EAST BRUNSWICK, N.J. - Forgive me, but I'll be in emo mode in this entry.
My grandmother from Taiwan is here again this summer---she arrived last night---and it leads me to once again reflect on how unfortunate it is that I never got a proper education in the Chinese or Japanese languages.
Actually, that's not entirely true. For about five years, I did go to a Chinese school when I was in elementary school---on Saturdays, East Brunswick's Churchill Junior High School doubled as the Mid-Jersey Chinese School. So I know a little bit---but not enough to be able to speak with anything close to fluency. I stopped going after a while, and, other than a few moments of flirting with picking it up again and a year of taking Elementary Chinese at Rutgers (during my sophomore year), I haven't really, seriously returned to it since.

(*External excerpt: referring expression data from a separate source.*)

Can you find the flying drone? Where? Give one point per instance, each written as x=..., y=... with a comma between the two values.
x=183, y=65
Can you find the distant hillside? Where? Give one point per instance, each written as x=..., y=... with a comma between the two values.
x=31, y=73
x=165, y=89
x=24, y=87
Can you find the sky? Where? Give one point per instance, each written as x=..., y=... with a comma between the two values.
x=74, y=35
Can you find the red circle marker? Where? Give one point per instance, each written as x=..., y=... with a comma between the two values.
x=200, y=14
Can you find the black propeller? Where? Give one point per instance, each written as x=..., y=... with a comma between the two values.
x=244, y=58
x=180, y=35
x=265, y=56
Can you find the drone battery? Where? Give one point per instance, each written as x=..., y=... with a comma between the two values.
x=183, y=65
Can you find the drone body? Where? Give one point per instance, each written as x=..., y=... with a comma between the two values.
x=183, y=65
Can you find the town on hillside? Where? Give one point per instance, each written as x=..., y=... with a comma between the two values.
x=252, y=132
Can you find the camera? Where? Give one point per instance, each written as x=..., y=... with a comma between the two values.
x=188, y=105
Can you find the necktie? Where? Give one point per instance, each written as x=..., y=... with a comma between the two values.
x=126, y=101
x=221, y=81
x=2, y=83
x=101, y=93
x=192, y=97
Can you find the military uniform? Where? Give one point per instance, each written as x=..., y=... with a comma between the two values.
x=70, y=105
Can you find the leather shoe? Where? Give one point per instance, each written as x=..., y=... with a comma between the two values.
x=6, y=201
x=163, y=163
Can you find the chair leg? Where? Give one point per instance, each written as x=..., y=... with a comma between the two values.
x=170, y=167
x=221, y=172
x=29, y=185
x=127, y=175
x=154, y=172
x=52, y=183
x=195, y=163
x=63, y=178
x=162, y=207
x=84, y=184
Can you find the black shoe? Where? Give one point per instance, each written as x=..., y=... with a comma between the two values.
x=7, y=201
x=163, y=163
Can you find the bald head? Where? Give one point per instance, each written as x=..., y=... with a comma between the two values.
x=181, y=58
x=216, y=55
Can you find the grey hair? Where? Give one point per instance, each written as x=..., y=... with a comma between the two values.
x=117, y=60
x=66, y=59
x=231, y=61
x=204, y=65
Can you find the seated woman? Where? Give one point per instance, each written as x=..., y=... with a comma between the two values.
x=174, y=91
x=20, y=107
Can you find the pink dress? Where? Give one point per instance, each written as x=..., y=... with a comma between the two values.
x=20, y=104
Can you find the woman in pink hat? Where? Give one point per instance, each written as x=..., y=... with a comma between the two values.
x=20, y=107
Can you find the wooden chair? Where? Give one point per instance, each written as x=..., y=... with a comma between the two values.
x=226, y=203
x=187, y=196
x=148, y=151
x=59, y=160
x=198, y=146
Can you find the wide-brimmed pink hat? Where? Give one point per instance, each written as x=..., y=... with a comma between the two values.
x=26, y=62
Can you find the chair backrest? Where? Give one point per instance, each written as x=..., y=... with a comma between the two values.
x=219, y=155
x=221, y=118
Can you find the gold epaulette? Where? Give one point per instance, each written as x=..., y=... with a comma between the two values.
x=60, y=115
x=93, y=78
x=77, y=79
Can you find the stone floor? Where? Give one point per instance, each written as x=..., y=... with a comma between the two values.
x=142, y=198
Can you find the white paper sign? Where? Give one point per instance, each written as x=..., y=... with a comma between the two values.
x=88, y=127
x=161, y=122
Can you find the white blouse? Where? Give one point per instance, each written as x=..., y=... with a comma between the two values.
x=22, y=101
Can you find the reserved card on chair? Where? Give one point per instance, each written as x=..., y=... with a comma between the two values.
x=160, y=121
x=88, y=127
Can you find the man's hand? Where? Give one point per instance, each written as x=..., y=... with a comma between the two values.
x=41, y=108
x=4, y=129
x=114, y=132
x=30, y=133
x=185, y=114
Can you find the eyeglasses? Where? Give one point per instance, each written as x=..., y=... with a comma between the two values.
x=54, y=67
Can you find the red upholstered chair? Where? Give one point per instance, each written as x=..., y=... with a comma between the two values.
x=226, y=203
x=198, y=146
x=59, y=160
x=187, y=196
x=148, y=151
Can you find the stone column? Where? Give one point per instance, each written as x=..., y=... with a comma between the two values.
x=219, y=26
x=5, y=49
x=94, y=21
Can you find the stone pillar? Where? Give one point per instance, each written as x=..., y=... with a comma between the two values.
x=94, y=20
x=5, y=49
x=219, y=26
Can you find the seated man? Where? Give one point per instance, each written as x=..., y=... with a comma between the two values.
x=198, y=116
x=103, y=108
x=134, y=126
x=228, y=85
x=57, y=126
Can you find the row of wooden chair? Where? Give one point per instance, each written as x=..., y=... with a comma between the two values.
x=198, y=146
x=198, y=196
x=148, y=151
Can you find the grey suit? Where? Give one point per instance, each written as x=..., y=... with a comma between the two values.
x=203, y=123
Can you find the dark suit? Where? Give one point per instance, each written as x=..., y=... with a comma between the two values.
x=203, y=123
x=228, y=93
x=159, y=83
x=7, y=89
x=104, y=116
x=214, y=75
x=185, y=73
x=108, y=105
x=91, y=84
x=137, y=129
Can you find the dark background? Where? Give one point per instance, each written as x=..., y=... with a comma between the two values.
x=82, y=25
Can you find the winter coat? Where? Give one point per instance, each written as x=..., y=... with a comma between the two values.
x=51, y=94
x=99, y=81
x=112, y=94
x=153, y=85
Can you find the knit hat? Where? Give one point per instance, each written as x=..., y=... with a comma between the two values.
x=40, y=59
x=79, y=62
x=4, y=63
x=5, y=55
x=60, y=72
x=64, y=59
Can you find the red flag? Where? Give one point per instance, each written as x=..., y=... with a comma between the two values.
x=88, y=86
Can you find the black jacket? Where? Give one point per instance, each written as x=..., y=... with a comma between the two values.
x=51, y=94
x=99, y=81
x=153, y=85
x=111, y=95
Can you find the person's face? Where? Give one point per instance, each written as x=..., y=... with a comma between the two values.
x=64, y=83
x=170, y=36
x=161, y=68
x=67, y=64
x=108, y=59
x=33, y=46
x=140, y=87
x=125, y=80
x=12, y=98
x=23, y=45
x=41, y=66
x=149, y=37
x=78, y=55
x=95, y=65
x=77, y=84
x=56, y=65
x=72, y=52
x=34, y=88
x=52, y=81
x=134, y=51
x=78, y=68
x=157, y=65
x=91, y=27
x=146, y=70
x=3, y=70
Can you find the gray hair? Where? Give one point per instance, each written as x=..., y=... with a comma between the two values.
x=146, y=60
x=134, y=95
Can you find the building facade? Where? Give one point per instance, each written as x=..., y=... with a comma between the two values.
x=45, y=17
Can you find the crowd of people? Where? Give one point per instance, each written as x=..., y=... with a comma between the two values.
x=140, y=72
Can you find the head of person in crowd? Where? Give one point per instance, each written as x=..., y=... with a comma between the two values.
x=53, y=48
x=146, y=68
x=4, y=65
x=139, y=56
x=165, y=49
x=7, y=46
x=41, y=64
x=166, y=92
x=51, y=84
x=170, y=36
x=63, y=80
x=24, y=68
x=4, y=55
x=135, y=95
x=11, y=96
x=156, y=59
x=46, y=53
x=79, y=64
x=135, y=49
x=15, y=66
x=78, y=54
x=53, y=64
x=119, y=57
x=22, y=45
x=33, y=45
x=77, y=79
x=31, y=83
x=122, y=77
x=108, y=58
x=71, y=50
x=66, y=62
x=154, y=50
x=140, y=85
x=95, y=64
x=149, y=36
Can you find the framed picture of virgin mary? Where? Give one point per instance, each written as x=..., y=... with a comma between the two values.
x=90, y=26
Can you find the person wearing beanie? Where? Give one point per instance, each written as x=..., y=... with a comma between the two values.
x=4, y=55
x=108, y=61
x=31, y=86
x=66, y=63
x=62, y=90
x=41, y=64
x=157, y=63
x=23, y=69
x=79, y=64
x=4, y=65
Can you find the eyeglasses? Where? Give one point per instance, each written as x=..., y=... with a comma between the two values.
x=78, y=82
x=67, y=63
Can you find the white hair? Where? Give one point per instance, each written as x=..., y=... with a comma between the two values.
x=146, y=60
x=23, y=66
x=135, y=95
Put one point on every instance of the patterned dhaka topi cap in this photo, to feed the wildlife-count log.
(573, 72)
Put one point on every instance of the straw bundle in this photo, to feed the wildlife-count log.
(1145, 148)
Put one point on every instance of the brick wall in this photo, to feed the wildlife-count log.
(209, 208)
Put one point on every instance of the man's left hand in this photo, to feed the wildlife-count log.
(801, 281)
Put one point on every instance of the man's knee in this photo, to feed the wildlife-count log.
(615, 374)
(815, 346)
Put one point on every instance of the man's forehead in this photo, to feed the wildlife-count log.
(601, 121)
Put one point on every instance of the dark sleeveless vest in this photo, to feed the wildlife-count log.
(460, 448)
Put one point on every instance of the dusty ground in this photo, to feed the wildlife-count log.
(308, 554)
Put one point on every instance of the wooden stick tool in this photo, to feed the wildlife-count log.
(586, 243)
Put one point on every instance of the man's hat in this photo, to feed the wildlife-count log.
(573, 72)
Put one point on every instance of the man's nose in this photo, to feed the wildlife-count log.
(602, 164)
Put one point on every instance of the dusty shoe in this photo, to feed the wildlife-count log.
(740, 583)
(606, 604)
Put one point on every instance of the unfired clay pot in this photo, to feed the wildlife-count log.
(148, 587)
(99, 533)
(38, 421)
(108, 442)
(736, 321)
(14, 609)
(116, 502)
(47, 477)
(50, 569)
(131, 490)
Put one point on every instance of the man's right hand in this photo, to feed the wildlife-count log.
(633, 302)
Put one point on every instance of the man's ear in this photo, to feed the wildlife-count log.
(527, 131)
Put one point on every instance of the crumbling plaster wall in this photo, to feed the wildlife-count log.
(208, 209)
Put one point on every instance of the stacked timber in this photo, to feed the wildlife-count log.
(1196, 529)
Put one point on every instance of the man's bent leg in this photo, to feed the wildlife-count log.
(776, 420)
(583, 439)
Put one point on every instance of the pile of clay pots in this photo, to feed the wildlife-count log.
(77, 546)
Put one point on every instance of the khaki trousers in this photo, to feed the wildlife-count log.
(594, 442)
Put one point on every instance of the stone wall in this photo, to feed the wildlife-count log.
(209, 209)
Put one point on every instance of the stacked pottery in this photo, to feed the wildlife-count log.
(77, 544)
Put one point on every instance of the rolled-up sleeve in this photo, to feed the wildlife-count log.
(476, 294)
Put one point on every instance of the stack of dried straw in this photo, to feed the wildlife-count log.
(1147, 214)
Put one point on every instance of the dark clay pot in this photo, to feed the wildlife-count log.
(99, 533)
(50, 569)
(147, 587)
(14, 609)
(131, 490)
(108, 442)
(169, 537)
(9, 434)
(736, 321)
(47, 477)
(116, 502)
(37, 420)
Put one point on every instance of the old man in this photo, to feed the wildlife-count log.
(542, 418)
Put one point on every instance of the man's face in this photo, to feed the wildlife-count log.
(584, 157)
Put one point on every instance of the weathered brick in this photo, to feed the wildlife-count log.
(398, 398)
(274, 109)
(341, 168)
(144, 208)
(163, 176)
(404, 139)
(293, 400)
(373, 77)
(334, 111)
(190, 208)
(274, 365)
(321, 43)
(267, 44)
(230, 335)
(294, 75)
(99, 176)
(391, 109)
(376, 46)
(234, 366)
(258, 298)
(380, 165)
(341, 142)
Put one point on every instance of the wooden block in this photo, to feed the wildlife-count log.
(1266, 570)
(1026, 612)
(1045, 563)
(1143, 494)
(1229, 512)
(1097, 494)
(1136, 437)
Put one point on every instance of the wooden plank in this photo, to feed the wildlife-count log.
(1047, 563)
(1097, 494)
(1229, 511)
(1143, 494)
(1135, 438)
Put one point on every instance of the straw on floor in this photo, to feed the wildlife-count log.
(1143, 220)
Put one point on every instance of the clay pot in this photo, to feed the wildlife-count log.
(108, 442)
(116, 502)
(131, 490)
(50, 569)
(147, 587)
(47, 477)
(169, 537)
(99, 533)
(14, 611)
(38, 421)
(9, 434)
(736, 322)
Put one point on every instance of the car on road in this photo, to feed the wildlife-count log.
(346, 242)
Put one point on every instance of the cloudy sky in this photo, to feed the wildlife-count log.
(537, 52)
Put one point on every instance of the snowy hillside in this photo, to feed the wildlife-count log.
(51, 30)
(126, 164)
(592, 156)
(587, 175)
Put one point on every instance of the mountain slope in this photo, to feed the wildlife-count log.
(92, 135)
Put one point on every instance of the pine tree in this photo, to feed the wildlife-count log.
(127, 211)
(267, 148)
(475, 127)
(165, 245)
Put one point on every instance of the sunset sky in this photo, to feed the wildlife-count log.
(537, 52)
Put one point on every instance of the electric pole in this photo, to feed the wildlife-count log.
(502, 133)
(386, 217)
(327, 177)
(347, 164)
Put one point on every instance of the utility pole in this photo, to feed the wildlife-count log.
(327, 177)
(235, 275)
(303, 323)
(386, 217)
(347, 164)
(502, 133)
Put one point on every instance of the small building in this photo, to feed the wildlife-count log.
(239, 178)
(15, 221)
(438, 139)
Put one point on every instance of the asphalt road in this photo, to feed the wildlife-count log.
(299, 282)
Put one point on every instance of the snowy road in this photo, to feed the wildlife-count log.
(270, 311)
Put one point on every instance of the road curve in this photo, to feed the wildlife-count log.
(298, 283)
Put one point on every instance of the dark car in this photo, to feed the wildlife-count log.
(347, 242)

This, of course, makes it difficult to have anything close to meaningful conversations with my grandmother, who can barely speak a word of English. Simple things like "Good morning" or "I'm going out" I can say, but I'll probably never be able to talk to her about, say, my future---and sometimes I feel like she'd be a lot more supportive of things than my mother sometimes is.
It's a shame. I think I've been too Americanized.
And of course Japanese. I guess my father was never all that interested in teaching us, and I guess I was too passive to take it up myself. I also took Elementary Japanese in my sophomore year at Rutgers, but while I was at least able to learn my hiragana and katakana (the Japanese equivalent of the ABCs), its grammar is just as complicated as any Romance language, if not more so. In short, I'm not sure I got much out of the course, and I'm still not much closer to knowing even a little Japanese than I was before my sophomore year started.
And don't even ask me about culture, either. Most people could probably tell me more about Asian cultures in general than I could tell anyone. My exposure to Asian cultures is limited to Asian film---Kurosawa, Ozu, Zhang Yimou, Wong Kar-Wai, and others. Well, I guess that gets me somewhere, although there's nothing like visiting a culture for yourself to at least get a better idea.
All this stuff I usually like to keep to myself. Sometimes I feel something akin to shame for not knowing a lick of Japanese and barely knowing Chinese---a shame increased by people who assume I know the languages just because I'm Asian. I guess a lot of people I know don't make a big deal out of it, but it's always been a sore spot for me.
I wonder why my grandmother sometimes bothers to come here at all. I guess love makes you do crazy things, especially when you know---as I'm sure my grandmother knows---that you probably won't be able to communicate with your grandchildren all that much. (My father doesn't talk much to her either, even though she also knows Japanese pretty well. Wish I knew why this was; maybe he just doesn't care to have her around the house.) My mother has told me in the past that my grandmother took great care of me when I was a baby as she worked, so I guess she makes the trip nearly every summer to check up on me and, by extension, my brothers. I should be grateful, I suppose; if only it wasn't so awkward to be reminded almost every day that we can't really communicate meaningfully with each other.
I wonder how she feels sitting around the dinner table hearing my brothers and I talk in English all the time, barely connecting with her. I know how I'd feel.